A convocação de uma Assembléia Nacional Constituinte era uma reivindicação defendida desde o final dos anos setenta por grande parte da oposição à ditadura militar, sobretudo o MDB/PMDB e o PCB. No entanto, para o “novo sindicalismo” e o PT, a questão da Constituinte não era vista como prioritária, pois deveria ser antecedida de um conjunto de medidas que democratizassem a participação política dos movimentos sindical e populares. Para o PT, a realização de uma Assembléia Nacional Constituinte só passaria a receber um maior destaque no debate interno a partir da campanha pelas eleições diretas para presidente. Entretanto, só se tornaria parte efetiva de um programa político para o partido após a derrota da Emenda Dante de Oliveira. Essa postura se justificava, do ponto de vista do PT, por se considerar que a elaboração de uma nova Constituição sem um novo presidente eleito diretamente, sem a revogação dos “entulhos autoritários”, só serviria para manter e legitimar a dominação da burguesia sobre os trabalhadores. A CUT, criada em 1983, compartilharia e reforçaria essa posição, participando de fóruns populares em defesa da Constituinte. Contudo, reafirmando a necessidade de revogação da Lei de Segurança Nacional, da tutela do Estado sobre a estrutura sindical, direito irrestrito de greve, voto universal, etc.

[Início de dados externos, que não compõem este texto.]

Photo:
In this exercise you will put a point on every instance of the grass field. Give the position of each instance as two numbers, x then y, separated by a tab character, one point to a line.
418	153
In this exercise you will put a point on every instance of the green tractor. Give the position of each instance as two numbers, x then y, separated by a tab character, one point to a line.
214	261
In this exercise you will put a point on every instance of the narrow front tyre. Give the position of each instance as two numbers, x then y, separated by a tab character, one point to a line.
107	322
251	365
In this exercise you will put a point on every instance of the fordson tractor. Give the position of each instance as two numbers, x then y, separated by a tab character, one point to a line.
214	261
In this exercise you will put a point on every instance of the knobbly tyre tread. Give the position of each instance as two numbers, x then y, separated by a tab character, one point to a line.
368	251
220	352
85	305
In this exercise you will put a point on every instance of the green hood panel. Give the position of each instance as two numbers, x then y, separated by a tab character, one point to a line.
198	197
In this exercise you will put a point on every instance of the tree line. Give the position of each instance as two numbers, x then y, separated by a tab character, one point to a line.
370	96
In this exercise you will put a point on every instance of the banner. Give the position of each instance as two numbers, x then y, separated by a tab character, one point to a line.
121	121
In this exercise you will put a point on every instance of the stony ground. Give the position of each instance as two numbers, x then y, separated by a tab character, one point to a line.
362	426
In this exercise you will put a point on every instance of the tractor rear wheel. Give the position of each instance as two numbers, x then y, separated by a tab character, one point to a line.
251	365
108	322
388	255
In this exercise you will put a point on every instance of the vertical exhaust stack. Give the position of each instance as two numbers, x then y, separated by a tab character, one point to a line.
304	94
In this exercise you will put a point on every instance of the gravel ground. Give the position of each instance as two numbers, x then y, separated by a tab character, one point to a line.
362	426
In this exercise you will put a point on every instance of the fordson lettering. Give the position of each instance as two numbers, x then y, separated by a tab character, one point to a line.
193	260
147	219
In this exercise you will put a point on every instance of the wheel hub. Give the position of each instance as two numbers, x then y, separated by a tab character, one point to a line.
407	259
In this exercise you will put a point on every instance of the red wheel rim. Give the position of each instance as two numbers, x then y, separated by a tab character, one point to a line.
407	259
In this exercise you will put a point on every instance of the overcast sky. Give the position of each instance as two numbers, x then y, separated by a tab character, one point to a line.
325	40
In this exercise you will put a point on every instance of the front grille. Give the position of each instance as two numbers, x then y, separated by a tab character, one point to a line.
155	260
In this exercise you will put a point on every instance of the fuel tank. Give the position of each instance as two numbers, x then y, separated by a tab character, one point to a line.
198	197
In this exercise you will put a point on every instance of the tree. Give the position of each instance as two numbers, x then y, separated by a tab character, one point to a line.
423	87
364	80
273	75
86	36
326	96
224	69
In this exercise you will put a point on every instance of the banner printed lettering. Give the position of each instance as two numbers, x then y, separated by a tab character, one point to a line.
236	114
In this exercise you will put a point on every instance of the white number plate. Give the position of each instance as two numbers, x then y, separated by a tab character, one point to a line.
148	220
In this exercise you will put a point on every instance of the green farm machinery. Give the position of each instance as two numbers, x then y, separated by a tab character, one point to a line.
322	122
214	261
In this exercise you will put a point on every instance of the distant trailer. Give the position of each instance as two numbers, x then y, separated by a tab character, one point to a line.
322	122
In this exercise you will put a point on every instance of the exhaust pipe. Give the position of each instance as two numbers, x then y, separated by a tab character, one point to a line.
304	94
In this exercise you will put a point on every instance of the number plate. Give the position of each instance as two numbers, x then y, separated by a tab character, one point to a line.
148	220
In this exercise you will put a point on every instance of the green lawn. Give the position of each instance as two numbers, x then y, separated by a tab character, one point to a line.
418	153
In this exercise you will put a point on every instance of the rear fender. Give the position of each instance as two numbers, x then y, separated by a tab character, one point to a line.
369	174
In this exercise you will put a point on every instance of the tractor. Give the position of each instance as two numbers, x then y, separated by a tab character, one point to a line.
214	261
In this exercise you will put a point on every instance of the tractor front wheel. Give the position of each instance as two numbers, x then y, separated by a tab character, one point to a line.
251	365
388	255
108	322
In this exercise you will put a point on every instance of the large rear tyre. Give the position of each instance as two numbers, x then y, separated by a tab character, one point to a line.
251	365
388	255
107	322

Para a CUT es tes p ressupos tos representariam a garantia de liberdade, de democracia e de soberania, sobre a qual não poderia se impor outro poder. A perspectiva de uma Constituinte não poderia significar o adiamento da luta pelas reivindicações imediatas, ou a formação de um “pacto”. A Reforma Agrária, a recomposição do valor dos salários, a redução da jornada sem redução de salários, trimestralidade, a estabilidade no emprego e o salário-desemprego, o direito irrestrito de greve, a liberdade e a autonomia sindical, eram bandeiras inadiáveis e inegociáveis.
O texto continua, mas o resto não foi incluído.